NEW YORK – In response to the violent death of a local imam, Cardinal Joseph Tobin of Newark has said he is “deeply distressed by the loss of a “revered faith and community leader.”

Imam Hassan Sharif of the Masjid Muhammed Mosque in Newark died Jan. 3 after he was shot multiple times outside of the mosque that morning. Sharif was transported to University Hospital in critical condition, but succumbed to his injuries in the early afternoon.

“I join with the people of Newark and surrounding communities deeply distressed by the tragic loss of Imam Hassan Sharif of Masjid Muhammed Mosque,” Tobin said in a Jan. 4 statement. “Imam Sharif was a revered faith and community leader in our city who spoke out against violence in our streets and neighborhoods.”

According to local authorities, the shooting occurred just after 6:00 a.m., with Sharif incurring multiple bullet wounds to his abdomen and left arm. He was found by police who reported to the scene, and promptly transported to the hospital.

A suspect or motive for the shooting has not been determined at this point. Authorities have said there is no evidence so far that suggests the shooting was a hate crime.

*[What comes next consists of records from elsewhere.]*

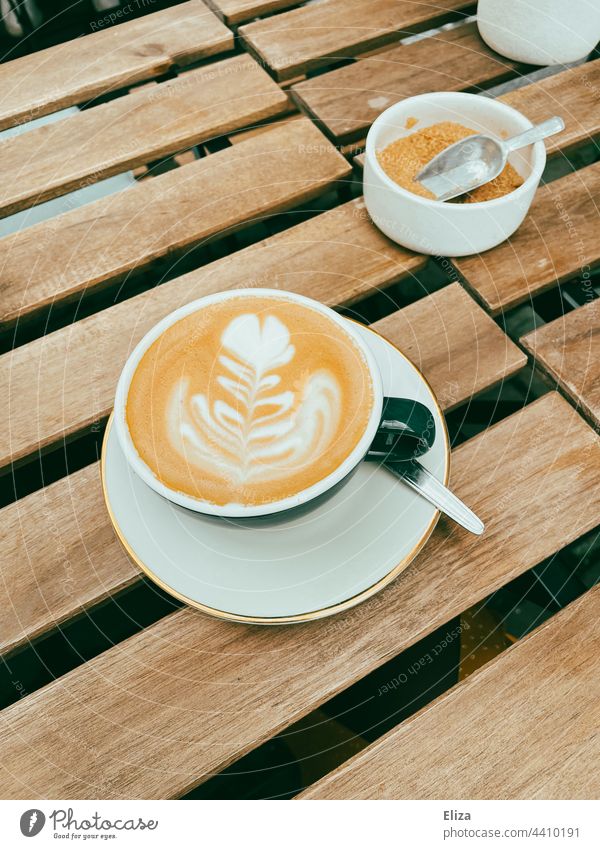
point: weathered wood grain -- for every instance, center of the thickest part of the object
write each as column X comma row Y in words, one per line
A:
column 304, row 38
column 346, row 101
column 57, row 548
column 106, row 60
column 188, row 695
column 574, row 94
column 523, row 727
column 568, row 350
column 64, row 382
column 557, row 241
column 105, row 241
column 146, row 125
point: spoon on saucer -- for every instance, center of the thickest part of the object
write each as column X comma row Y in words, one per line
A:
column 407, row 431
column 475, row 160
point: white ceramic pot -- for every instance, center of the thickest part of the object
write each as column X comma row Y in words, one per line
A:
column 335, row 478
column 540, row 32
column 449, row 229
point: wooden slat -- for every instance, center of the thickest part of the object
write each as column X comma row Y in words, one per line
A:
column 188, row 695
column 335, row 257
column 82, row 69
column 440, row 333
column 523, row 727
column 558, row 238
column 104, row 241
column 146, row 125
column 568, row 349
column 318, row 33
column 238, row 11
column 573, row 94
column 346, row 101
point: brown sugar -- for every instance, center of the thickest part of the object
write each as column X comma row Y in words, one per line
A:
column 403, row 159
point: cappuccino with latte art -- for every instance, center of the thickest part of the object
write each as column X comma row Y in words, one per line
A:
column 250, row 399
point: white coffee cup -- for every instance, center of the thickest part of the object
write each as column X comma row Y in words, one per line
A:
column 540, row 32
column 323, row 486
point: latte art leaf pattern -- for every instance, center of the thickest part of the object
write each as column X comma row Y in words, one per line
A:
column 248, row 424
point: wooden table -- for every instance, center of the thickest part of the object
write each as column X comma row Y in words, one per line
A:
column 245, row 174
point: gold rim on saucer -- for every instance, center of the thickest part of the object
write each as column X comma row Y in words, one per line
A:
column 311, row 614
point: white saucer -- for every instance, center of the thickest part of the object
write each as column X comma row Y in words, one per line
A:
column 313, row 565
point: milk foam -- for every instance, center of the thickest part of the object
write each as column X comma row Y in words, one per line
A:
column 261, row 428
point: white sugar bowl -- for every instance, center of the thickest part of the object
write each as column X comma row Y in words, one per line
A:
column 540, row 32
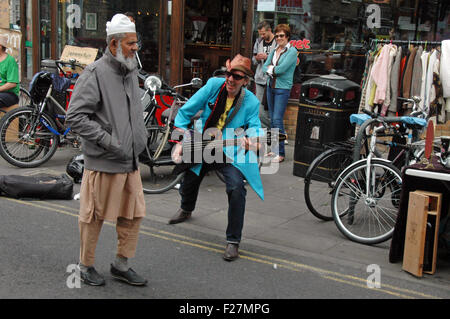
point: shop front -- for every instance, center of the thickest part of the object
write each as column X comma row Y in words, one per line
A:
column 178, row 38
column 82, row 23
column 185, row 38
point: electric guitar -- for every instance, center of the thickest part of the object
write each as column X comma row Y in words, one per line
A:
column 197, row 150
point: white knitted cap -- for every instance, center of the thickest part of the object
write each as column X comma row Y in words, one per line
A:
column 120, row 23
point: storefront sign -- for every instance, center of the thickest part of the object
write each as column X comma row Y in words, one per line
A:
column 290, row 6
column 14, row 38
column 83, row 56
column 374, row 18
column 13, row 49
column 300, row 44
column 4, row 13
column 266, row 5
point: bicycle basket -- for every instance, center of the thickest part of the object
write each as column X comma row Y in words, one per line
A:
column 39, row 86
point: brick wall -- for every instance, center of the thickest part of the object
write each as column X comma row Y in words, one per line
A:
column 442, row 129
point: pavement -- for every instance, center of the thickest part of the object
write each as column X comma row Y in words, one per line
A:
column 281, row 222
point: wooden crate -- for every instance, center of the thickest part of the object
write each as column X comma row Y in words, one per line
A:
column 13, row 129
column 422, row 229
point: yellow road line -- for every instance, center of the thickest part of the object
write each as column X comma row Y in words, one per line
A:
column 244, row 254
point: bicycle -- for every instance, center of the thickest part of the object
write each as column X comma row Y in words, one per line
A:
column 322, row 173
column 30, row 135
column 157, row 157
column 366, row 196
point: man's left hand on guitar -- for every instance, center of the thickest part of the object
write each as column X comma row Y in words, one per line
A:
column 250, row 145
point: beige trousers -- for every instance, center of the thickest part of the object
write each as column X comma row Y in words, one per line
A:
column 127, row 235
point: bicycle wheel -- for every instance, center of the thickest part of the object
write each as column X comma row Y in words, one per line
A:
column 157, row 179
column 320, row 180
column 367, row 217
column 157, row 169
column 24, row 140
column 24, row 97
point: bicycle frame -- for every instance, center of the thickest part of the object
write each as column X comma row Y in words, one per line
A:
column 59, row 106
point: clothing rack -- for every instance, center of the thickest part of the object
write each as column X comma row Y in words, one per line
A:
column 372, row 41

Sharif had been a transportation officer at Newark Liberty International Airport since 2006. He had been imam at the mosque for five years, and was remembered as a community leader.

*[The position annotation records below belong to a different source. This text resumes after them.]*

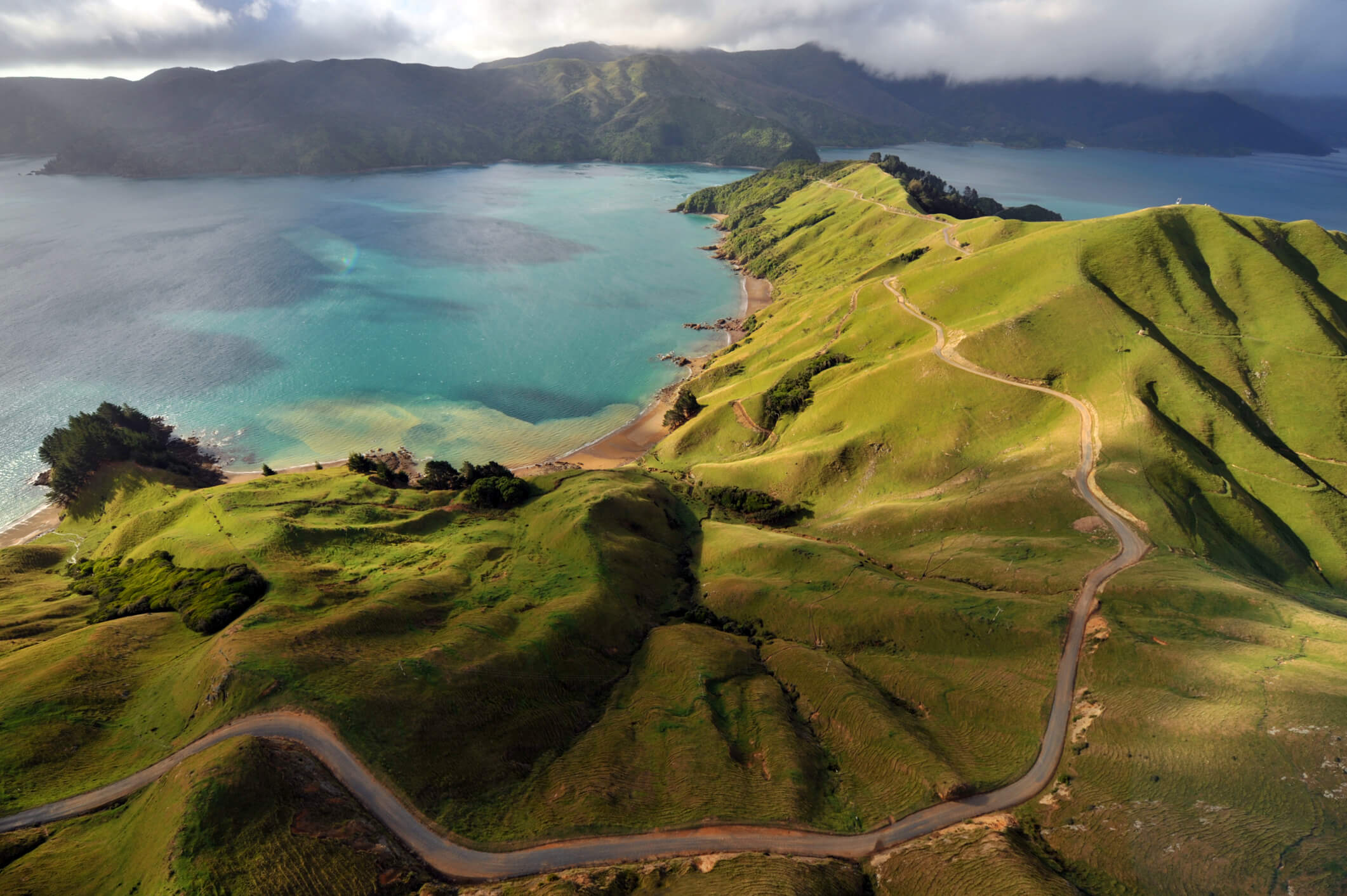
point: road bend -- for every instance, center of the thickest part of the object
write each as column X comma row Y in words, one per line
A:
column 468, row 862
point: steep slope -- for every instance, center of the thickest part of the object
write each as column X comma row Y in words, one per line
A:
column 625, row 651
column 1211, row 349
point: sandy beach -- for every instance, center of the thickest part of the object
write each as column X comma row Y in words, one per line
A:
column 619, row 448
column 38, row 523
column 640, row 435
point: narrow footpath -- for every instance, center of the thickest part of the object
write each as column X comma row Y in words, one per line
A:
column 467, row 862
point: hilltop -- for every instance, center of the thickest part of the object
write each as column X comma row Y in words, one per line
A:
column 590, row 661
column 580, row 103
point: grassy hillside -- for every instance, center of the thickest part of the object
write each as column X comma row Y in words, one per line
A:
column 1212, row 348
column 617, row 654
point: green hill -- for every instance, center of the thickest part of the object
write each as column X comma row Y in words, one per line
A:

“I share the grief of all who mourn the death of this faithful leader and join my prayers with those of his family and friends and our sisters and brothers in the Muslim community,” Tobin said. “May the God of peace grace our hearts and minds and make His home in our city.”

In a Jan. 3 statement, Newark Mayor Ras Baraka condemned the violence, and said that “Sharif stood with the people of this city, and we will stand with him and his family.

“I mourn the death of Imam Hassan Sharif and know any expression of condolence and comfort for his family and loved ones is inadequate. Our hearts are broken,” Baraka said.

“As a city, we mourn so much today, but we must refuse to mourn our capacity to love each other and to embody our ideals for tolerance and understanding, acceptance, and equality,” Baraka continued. “We must continue to build a Newark that serves as a safe refuge for all – and where justice is served to those who act out in violence.”